Euclid alone has looked on Beauty bare.
Let all who prate of Beauty hold their peace,
And lay them prone upon the earth and cease
To ponder on themselves, the while they stare
At nothing, intricately drawn nowhere
In shapes of shifting lineage; let geese
Gabble and hiss, but heroes seek release
From dusty bondage into luminous air.
O blinding hour, O holy, terrible day,
When first the shaft into his vision shone
Of light anatomized! Euclid alone
Has looked on Beauty bare. Fortunate they
Who, though once only and then but far away,
Have heard her massive sandal set on stone.

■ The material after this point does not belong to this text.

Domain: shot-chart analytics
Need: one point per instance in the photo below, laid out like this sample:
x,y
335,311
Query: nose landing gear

Category: Edna St. Vincent Millay
Sonnet iii | Mindful of you the sodden earth in spring | Edna St. Vincent Millay
Mindful of you the sodden earth in spring,
And all the flowers that in the springtime grow,
And dusty roads, and thistles, and the slow
Rising of the round moon, all throats that sing
The summer through, and each departing wing,
And all the nests that the bared branches show,
And all winds that in any weather blow,
And all the storms that the four seasons bring.

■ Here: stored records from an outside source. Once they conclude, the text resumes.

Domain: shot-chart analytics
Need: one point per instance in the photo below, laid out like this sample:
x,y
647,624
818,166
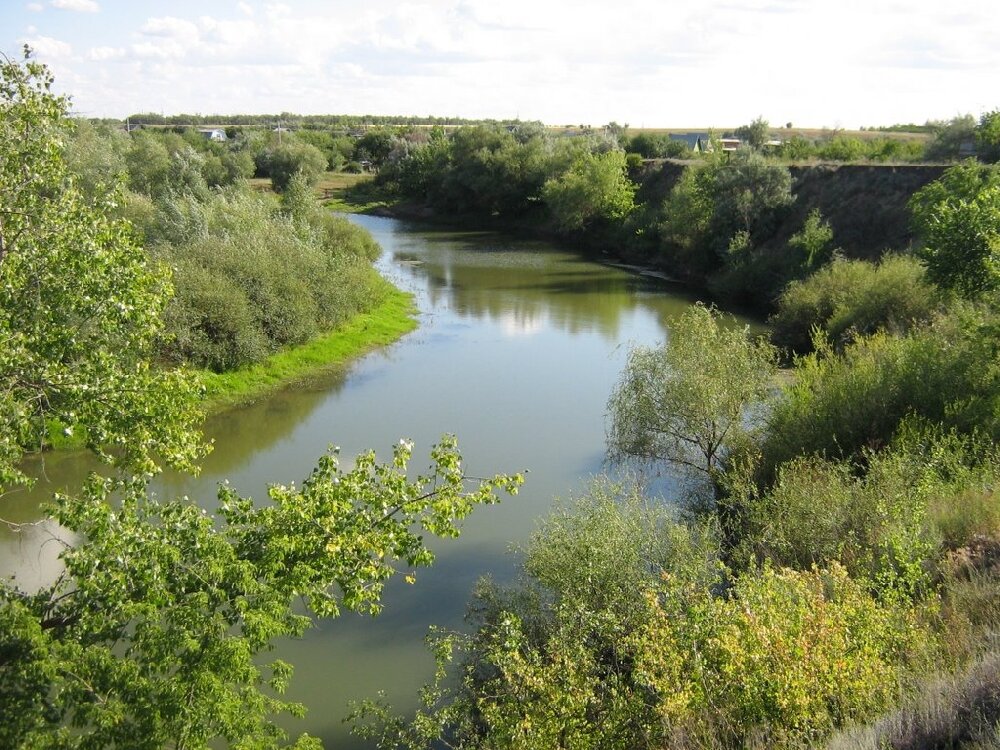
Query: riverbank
x,y
380,327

You go no more on your exultant feet
Up paths that only mist and morning knew,
Or watch the wind, or listen to the beat
Of a bird’s wings too high in air to view,—
But you were something more than young and sweet
And fair,—and the long year remembers you.
From Renascence, and other poems (Harper, 1917) by Edna St. Vincent Millay. This poem is in the public domain.

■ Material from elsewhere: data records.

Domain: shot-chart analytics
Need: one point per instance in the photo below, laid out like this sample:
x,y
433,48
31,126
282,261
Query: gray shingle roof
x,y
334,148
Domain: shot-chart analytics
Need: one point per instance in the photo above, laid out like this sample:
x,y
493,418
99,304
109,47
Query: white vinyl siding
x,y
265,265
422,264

Sonnet clxv | It is fashion now to wave aside | Edna St. Vincent Millay
It is the fashion now to wave aside
As tedious, obvious, vacuous, trivial, trite,
All things which do not tickle, tease, excite
To some subversion, or in verbiage hide
Intent, or mock, or with hot sauce provide
A dish to prick the thickened appetite;
Straightforwardness is wrong, evasion right;
It is correct, de rigueur, to deride.
What fumy wits these modern wags expose,
For all their versatility: Voltaire,
Who wore to bed a night-cap, and would close,
In fear of drafts, all windows, could declare
In antique stuffiness, a phrase that blows
Still through men’s smoky minds, and clears the air.
(Mine the Harvest, 1954)
Sonnet in Dialectic (clxi) | And is indeed truth beauty? | Edna St. Vincent Millay
And is indeed truth beauty?–at the cost
Of all that we cared for, can this be?–
To see the coarse triumphant, and to see
Honour and pity ridiculed, and tossed
Upon a poked-at fire; all courage lost
Save what is whelped and fattened by decree
To move among the unsuspecting free
And trap the thoughtful, with their thoughts engrossed?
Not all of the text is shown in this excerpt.